接着,又给那些人分了赏赐,欧阳清的人尤其多一些。最后,还不忘说一句战事关系重大,勉励他们多做实事,坚守本职到战争结束。
这封诏书自然是要告诉欧阳清,你的威胁我收到了,为了仗能继续打,我决定妥协,表扬加赏赐你的人。家国有难,你也先别跟我玩心眼了,一起先把察多人赶走再说。
表面上看是妥协,但林烛晖聪明就在于,他回应威胁的方式是表扬和赏赐,而不是交出权力。
事情做到这一步当然是不够的,林烛晖又叫来了张鑫田。

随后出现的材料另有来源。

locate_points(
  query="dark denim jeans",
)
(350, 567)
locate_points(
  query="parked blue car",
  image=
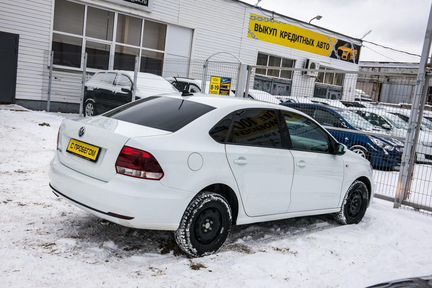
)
(383, 153)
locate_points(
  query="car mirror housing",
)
(340, 149)
(127, 90)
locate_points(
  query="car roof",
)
(235, 102)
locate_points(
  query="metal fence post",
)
(409, 154)
(204, 77)
(51, 62)
(241, 81)
(83, 80)
(136, 71)
(249, 74)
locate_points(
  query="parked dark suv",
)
(383, 153)
(110, 89)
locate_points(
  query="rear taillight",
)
(138, 163)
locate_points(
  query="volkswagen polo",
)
(199, 165)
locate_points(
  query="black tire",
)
(354, 204)
(205, 225)
(90, 106)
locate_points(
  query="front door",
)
(261, 166)
(8, 66)
(318, 173)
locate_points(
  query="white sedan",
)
(201, 164)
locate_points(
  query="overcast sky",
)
(396, 23)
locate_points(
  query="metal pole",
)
(83, 80)
(241, 81)
(249, 72)
(136, 71)
(204, 77)
(50, 80)
(409, 154)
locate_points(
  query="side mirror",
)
(386, 126)
(340, 149)
(126, 90)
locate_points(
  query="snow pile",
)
(48, 243)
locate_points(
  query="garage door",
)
(8, 67)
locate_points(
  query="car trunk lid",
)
(107, 134)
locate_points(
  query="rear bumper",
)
(127, 201)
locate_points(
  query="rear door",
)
(318, 173)
(261, 165)
(123, 90)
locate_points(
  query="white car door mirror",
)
(340, 149)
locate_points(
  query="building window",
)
(128, 30)
(154, 35)
(151, 62)
(274, 61)
(124, 58)
(133, 37)
(329, 77)
(69, 17)
(100, 24)
(97, 55)
(67, 50)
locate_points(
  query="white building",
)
(170, 36)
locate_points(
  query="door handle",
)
(240, 161)
(301, 164)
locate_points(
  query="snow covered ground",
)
(46, 242)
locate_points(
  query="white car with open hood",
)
(201, 164)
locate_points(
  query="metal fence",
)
(369, 112)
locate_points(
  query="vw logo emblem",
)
(81, 131)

张鑫田看到这两个人还十分惶恐,还以为自己捞钱的事被发现了。
林烛晖开门见山:“我之后给你个名单,你照着去查一遍。各个州都有,不要扔给旁人,你自己去。”
张鑫田一脸茫然,“查什么?”
林烛晖缓缓道:“明着我会说让你去查运粮的事,你不是名声在外么?利用你的名声管他们要钱,留下证据。要谁的不要谁的,你应该清楚。”
张鑫田听了这话感到十分尴尬,名声在外这种事你知道就好了,有必要当着陛下的面说么?